According to Figures 4(a) to 4(f), the target relations vary greatly with respect to English relations in terms of their types. On average, 487 of the English relations are linked to the relations in each target language, and only 72% of them retained their type. Of the five relation types, the Explicit discourse relations (79%) and Implicit discourse relations (78%) are conserved most frequently, whereas 60.1% of the AltLexes are converted into other relation types. The language-specific breakdown of these variations are presented in Figs 4(a) to 4(f).

When all language pairs are considered, the top three conversions (from English to the target languages) are as follows: 31.92% of AltLexes become Explicit; 29% of EntRels become Implicit and 16% of Explicit relations become Implicit. Explicit relations becoming Implicit and AltLexes becoming Explicit can be linguistically motivated and arise due to language-specific properties, the translator’s choice, or both. The EntRel cases are often methodologically motivated: the annotator in one language decides to label a relation as EntRel while another annotator as Implicit.

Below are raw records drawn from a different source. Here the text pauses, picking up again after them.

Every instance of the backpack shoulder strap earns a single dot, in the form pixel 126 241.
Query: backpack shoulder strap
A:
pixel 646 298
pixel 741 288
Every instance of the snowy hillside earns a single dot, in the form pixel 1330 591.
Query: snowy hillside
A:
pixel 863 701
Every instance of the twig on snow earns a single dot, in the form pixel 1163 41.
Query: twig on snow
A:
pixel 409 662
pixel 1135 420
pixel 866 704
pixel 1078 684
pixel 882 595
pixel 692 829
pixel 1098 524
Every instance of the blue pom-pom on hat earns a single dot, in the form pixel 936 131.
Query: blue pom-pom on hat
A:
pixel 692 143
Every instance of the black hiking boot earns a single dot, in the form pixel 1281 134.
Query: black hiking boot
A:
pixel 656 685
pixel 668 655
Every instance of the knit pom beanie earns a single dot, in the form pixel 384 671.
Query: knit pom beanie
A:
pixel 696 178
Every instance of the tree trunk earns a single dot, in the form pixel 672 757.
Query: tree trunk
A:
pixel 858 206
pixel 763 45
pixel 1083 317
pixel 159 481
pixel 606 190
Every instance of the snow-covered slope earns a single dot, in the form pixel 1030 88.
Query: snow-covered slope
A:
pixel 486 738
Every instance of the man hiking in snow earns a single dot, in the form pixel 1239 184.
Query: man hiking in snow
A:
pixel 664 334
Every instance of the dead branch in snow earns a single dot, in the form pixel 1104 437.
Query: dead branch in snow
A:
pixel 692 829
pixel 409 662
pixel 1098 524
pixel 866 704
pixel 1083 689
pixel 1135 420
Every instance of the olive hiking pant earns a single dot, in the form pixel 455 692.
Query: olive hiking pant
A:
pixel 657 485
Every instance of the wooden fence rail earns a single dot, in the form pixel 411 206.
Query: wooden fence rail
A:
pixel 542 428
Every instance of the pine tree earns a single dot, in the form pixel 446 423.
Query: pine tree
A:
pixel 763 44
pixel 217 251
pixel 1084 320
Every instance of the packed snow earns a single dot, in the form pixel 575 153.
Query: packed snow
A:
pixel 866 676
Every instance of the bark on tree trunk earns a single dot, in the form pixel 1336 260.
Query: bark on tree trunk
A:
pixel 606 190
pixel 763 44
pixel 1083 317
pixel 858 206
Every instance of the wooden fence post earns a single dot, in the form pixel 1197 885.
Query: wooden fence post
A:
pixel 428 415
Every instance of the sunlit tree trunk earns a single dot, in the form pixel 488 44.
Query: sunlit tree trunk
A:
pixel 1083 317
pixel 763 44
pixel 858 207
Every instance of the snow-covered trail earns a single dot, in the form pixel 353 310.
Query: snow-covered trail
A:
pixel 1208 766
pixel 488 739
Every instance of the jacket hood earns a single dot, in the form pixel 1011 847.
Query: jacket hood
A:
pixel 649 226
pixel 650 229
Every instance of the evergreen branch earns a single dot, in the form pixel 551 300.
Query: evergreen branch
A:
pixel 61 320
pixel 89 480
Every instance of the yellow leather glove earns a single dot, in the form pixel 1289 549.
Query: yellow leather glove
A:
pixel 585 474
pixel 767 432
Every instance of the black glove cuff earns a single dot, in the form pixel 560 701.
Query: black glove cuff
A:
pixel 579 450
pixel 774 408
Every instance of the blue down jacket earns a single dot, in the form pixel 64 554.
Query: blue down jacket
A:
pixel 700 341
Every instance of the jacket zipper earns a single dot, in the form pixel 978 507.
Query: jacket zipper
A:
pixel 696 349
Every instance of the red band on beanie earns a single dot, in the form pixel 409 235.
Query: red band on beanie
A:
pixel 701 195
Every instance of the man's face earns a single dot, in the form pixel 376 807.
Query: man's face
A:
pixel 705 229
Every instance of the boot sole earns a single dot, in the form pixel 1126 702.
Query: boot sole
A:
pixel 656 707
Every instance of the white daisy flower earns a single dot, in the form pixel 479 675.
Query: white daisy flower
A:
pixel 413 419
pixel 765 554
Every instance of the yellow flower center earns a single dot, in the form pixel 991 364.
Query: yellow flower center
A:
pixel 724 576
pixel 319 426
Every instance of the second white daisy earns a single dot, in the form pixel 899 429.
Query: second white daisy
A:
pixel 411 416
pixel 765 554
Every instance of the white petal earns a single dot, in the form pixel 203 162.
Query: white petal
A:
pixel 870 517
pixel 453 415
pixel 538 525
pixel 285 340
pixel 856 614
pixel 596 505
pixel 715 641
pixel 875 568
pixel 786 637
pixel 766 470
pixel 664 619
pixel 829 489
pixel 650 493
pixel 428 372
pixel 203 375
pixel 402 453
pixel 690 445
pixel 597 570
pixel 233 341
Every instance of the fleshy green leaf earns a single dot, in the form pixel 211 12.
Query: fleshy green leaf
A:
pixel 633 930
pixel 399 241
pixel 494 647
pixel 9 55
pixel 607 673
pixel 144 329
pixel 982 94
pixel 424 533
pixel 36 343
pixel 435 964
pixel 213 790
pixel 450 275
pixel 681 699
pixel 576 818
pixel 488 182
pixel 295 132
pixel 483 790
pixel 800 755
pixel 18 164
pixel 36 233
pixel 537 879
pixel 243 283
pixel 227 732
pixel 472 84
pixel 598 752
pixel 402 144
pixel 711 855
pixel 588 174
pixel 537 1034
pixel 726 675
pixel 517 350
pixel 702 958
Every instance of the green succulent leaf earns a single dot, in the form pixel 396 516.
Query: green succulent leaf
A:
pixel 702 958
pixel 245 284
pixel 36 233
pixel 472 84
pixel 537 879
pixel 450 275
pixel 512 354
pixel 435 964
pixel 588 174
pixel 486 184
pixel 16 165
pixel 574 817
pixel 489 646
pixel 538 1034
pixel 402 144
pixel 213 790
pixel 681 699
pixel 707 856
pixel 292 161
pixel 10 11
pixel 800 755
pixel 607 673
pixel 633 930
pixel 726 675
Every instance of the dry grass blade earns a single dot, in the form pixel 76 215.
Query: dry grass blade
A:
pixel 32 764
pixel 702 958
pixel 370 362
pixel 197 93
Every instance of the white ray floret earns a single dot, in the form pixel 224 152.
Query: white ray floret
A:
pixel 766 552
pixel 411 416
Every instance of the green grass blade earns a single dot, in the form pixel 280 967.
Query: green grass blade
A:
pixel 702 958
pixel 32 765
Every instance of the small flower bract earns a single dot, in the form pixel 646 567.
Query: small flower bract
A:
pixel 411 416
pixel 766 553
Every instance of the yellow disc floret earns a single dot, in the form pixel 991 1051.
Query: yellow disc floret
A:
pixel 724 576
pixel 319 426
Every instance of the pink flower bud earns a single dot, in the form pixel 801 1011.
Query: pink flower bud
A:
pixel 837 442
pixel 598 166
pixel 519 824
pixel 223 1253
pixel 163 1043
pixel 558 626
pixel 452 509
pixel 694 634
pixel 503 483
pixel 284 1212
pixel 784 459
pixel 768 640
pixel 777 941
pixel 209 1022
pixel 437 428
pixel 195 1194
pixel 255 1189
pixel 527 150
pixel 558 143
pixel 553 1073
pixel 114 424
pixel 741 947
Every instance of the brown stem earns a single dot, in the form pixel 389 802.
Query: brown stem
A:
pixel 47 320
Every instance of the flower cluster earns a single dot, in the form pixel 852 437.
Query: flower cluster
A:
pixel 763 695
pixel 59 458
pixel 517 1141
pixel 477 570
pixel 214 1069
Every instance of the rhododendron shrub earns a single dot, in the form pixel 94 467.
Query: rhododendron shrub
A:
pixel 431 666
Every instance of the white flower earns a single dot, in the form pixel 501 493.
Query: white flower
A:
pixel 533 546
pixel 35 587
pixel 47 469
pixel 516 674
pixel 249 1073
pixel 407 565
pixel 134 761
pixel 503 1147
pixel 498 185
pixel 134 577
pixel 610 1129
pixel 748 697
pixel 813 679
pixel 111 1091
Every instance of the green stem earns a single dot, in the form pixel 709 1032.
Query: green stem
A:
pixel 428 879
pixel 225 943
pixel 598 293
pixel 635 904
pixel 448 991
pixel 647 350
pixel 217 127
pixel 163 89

Moreover, EntRels and Implicit relations have been reported to be the most easily confused pairs even within the same language [42] as their distinction is very subtle. These two relations are semantically related to the extent that EntRels are exploited as Implicit Expansion discourse relations to increase the available training data in implicit discourse relation recognition tasks, yielding increases in overall performance [13,25]. In fact, we see the same tendency in our corpus, where on average, 78.86% of English EntRels that become Implicit are annotated as Implicit Expansion relations in the non-English language, in accordance with the previous observations.

Finally, implicitation of a discourse connective (the omission of a connective in the target text where there is one in the source text) is found to be the third common shift (or the second one, if EntRel to Implicit conversions are dismissed as being reasonably interchangeable) in relation types. Given that implicitation of discourse connectives is an actively studied topic in discourse [45], the results of the current work can be used safely in future crosslinguistic investigations of implicitation (or its reverse, expliciation) of discourse connectives. In all language pairs in TED-MDB, at least 10% of the English relations are found to be realized implicitly. These results raise a further question: are all explicit discourse relations equally likely to be realized implicitly in the target language? Interestingly, implicitation dominantly occurs with Expansion discourse relations (Table 8). The same is not true for explicitation, where Contingency discourse relations are relatively more often explicitated than others on average, but they are far from being as dominant as the implicitated Expansion discourse relations.

Table 8

The sense distribution of the English relations (Explicit & AltLex) that are implicitated (the left part) and those (Implicit & AltLex) that are explicitated in the target language (the right part). (Level1 Sense correspondence is not taken into consideration.)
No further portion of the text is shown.